If putting a thing in a bag is the pinnacle of humanity, then making a sculpture in a home is an expression of that self-same most human impulse. It belongs in that same collection that Le Guin believed was the best, strongest way to neutralize the combative, brutal hero narrative that dominates our society. The death narrative, the “killer story” as she terms it, the story of the club, that was/is so pervasive but so unnatural it made her feel inhuman. In her essay, Le Guin urges action -
“It sometimes seems that that story [the killer story] is approaching its end. Lest there be no more telling of stories at all, some of us out here in the wild oats, amid the alien corn, think we’d better start telling another one, which maybe people can go on with when the old one’s finished. Maybe. The trouble is we’ve all let ourselves become part of the killer story, and so we may get finished along with it. Hence it is with a certain feeling of urgency that I seek the nature, subjects, words of the other story, the untold one, the life story.”

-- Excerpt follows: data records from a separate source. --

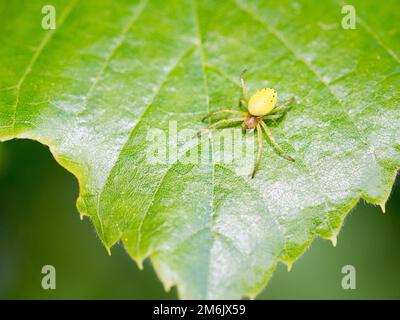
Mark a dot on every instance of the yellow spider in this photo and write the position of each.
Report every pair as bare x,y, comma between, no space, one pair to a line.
260,107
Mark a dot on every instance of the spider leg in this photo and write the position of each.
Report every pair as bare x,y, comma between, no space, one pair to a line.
281,106
228,111
273,116
259,151
243,103
224,121
274,143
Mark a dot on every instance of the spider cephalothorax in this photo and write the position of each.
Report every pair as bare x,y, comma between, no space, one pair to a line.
261,106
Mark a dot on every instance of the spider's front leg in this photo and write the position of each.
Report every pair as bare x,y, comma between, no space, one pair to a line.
281,106
225,121
259,150
224,111
273,116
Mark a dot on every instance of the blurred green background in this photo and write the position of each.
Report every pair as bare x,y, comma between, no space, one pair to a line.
40,225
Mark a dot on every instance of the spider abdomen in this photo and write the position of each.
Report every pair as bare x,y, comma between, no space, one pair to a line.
262,102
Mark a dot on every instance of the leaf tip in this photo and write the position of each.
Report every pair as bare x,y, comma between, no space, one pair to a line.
333,240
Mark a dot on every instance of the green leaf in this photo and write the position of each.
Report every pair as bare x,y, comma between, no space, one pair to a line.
111,71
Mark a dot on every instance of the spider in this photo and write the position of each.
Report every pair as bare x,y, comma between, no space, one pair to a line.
260,106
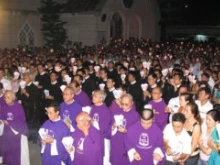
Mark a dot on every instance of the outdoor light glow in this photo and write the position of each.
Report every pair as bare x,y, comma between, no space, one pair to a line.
201,37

Make a thing. Give it a home. It can be a bag or an arch. It can be made of clay, or of stone, or built directly into the stone itself. A shelter can be made of a helmet. A closet can stand in for a life. Transparent, delicate fabric can ephemerally memorialize and share a home with a stranger.
Make a thing. Give it shelter. Tell the story of a thing cared for enough to give it a home. Tell the story of life.